Le bloc a imposé six séries de sanctions contre Moscou depuis qu’il a lancé son invasion le 24 février dans le but de paralyser la capacité du Kremlin à faire la guerre en Ukraine. Il s’agit notamment des embargos sur le charbon et le pétrole, ce dernier devant entraîner une réduction d’environ 90 % des importations en provenance de Russie d’ici la fin de l’année.

Plan d’urgence de l’UE à venir

Le gaz russe, cependant, s’en est largement tiré, même si Bruxelles s’est engagé à réduire les importations de deux tiers d’ici la fin de l’année.

Le principal problème pour l’UE est que, contrairement au pétrole russe, qui entre principalement dans l’UE à bord de navires, le gaz russe est principalement livré par pipeline et l’infrastructure permettant de garantir des approvisionnements alternatifs – tels que les terminaux GNL – fait défaut.

Moscou le sait et exerce déjà des pressions sur 12 États membres auxquels il a partiellement ou complètement coupé l’approvisionnement alors que l’UE tente frénétiquement de remplir le stockage de gaz à au moins 80% de sa capacité avant le retour des températures froides dans le but d’assurer un approvisionnement décent sur l’hiver et de maintenir les prix bas.

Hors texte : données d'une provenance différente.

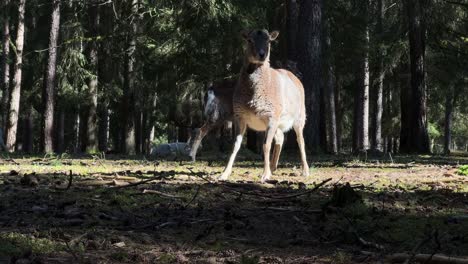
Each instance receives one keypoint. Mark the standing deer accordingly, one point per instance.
(218, 110)
(266, 99)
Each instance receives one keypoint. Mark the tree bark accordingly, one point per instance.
(292, 25)
(5, 65)
(414, 138)
(16, 91)
(103, 128)
(331, 98)
(92, 130)
(378, 104)
(363, 103)
(309, 59)
(28, 135)
(60, 142)
(449, 102)
(129, 80)
(48, 100)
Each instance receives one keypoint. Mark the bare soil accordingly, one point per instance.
(96, 210)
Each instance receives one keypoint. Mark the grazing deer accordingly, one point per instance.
(266, 99)
(218, 110)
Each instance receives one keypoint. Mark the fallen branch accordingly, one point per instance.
(70, 180)
(426, 258)
(163, 194)
(193, 198)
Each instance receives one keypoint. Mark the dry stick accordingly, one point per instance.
(162, 194)
(159, 177)
(417, 247)
(193, 198)
(427, 258)
(70, 181)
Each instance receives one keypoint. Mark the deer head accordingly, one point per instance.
(258, 45)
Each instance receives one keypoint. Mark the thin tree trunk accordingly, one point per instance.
(363, 117)
(28, 135)
(48, 99)
(5, 64)
(129, 89)
(339, 115)
(330, 98)
(449, 102)
(77, 129)
(377, 115)
(415, 138)
(16, 91)
(92, 131)
(292, 25)
(309, 57)
(103, 128)
(60, 142)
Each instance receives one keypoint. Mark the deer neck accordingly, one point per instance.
(256, 75)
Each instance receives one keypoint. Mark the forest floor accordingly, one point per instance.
(117, 210)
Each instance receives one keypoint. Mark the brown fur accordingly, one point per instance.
(217, 113)
(268, 100)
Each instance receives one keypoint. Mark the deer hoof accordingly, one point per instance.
(223, 177)
(265, 177)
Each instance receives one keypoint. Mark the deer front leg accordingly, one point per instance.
(196, 144)
(240, 133)
(300, 142)
(279, 139)
(270, 133)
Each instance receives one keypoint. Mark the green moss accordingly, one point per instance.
(16, 244)
(463, 170)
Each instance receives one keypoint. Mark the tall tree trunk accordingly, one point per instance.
(28, 135)
(92, 131)
(103, 128)
(5, 65)
(415, 139)
(339, 115)
(292, 25)
(309, 54)
(48, 100)
(363, 104)
(449, 102)
(330, 98)
(129, 89)
(60, 142)
(16, 91)
(377, 115)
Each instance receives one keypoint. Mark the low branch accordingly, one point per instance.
(426, 258)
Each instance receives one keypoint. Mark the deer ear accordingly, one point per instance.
(245, 34)
(274, 35)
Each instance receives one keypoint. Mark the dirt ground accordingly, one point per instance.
(116, 210)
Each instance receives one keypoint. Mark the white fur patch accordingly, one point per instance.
(209, 101)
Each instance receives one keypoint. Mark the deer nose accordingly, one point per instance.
(261, 53)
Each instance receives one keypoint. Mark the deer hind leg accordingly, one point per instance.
(196, 144)
(300, 142)
(240, 133)
(279, 139)
(270, 134)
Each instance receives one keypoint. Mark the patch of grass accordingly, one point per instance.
(121, 256)
(16, 244)
(166, 258)
(463, 170)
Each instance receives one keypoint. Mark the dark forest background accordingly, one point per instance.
(98, 75)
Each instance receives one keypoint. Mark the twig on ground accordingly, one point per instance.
(163, 194)
(193, 198)
(316, 187)
(426, 258)
(70, 180)
(159, 177)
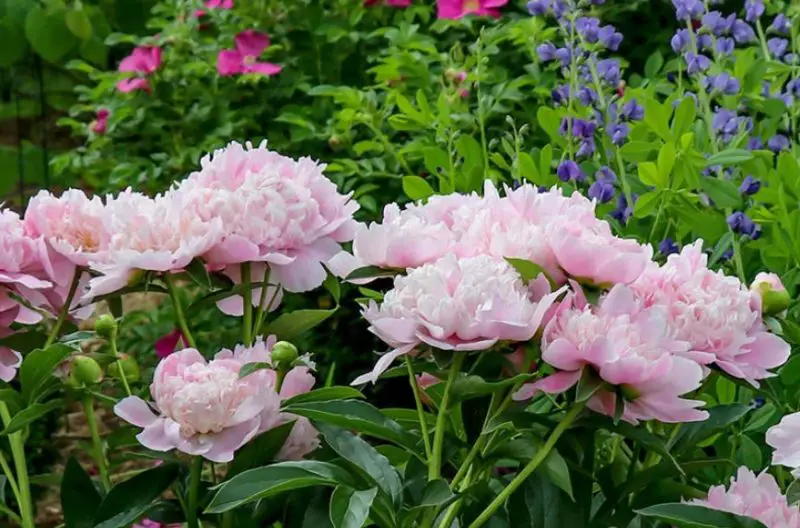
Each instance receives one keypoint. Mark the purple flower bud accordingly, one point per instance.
(569, 170)
(749, 186)
(546, 51)
(777, 143)
(781, 25)
(632, 111)
(610, 37)
(619, 133)
(725, 45)
(696, 63)
(777, 47)
(688, 9)
(753, 9)
(602, 191)
(668, 247)
(605, 174)
(538, 7)
(742, 32)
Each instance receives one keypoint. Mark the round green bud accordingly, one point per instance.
(105, 325)
(129, 366)
(284, 353)
(85, 370)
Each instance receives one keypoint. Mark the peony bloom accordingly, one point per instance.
(455, 9)
(785, 439)
(73, 225)
(628, 347)
(244, 58)
(714, 313)
(756, 496)
(204, 407)
(273, 209)
(162, 235)
(451, 304)
(143, 61)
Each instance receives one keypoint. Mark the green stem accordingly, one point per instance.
(176, 304)
(62, 316)
(528, 470)
(194, 492)
(423, 423)
(435, 462)
(18, 454)
(97, 444)
(247, 296)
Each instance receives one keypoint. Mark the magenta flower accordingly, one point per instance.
(756, 496)
(455, 9)
(243, 59)
(627, 347)
(143, 61)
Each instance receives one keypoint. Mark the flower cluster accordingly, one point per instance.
(205, 408)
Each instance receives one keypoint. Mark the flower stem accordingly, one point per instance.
(435, 462)
(176, 304)
(247, 296)
(97, 445)
(194, 492)
(423, 424)
(23, 485)
(62, 316)
(498, 502)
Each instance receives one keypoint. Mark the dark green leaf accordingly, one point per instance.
(358, 416)
(129, 500)
(694, 516)
(37, 369)
(325, 394)
(358, 452)
(290, 325)
(349, 507)
(79, 497)
(30, 414)
(264, 482)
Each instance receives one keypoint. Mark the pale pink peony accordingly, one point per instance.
(455, 9)
(160, 234)
(628, 347)
(73, 225)
(244, 57)
(756, 496)
(451, 304)
(714, 313)
(785, 439)
(273, 209)
(204, 407)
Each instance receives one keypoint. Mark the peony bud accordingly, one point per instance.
(284, 353)
(85, 371)
(774, 297)
(105, 326)
(129, 366)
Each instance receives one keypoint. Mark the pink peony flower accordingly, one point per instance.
(785, 439)
(143, 61)
(451, 304)
(161, 235)
(714, 313)
(454, 9)
(243, 59)
(756, 496)
(628, 347)
(273, 209)
(204, 407)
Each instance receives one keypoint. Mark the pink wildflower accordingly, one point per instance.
(756, 496)
(714, 313)
(451, 304)
(243, 59)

La France n’est pas le seul pays à travailler sur de tels plans de partage de charge. L’Allemagne a également admis l’avoir fait.

Bruxelles, quant à elle, travaille sur un plan d’urgence de réduction d’énergie qui devrait être dévoilé le 20 juillet pour faire face à d’éventuelles ruptures d’approvisionnement au cours des prochains mois. Parmi les mesures qu’il a été chargé d’examiner par les dirigeants figure la faisabilité de plafonnement des prix du pétrole et du gaz.

La Commission a déjà déclaré qu’elle était prête à opérer des achats conjoints de gaz en utilisant le même modèle qu’elle a proposé pour sécuriser les vaccins COVID-19 pour le bloc.

On pense également qu’il travaille à la coordination des différents plans de partage de charge des États membres.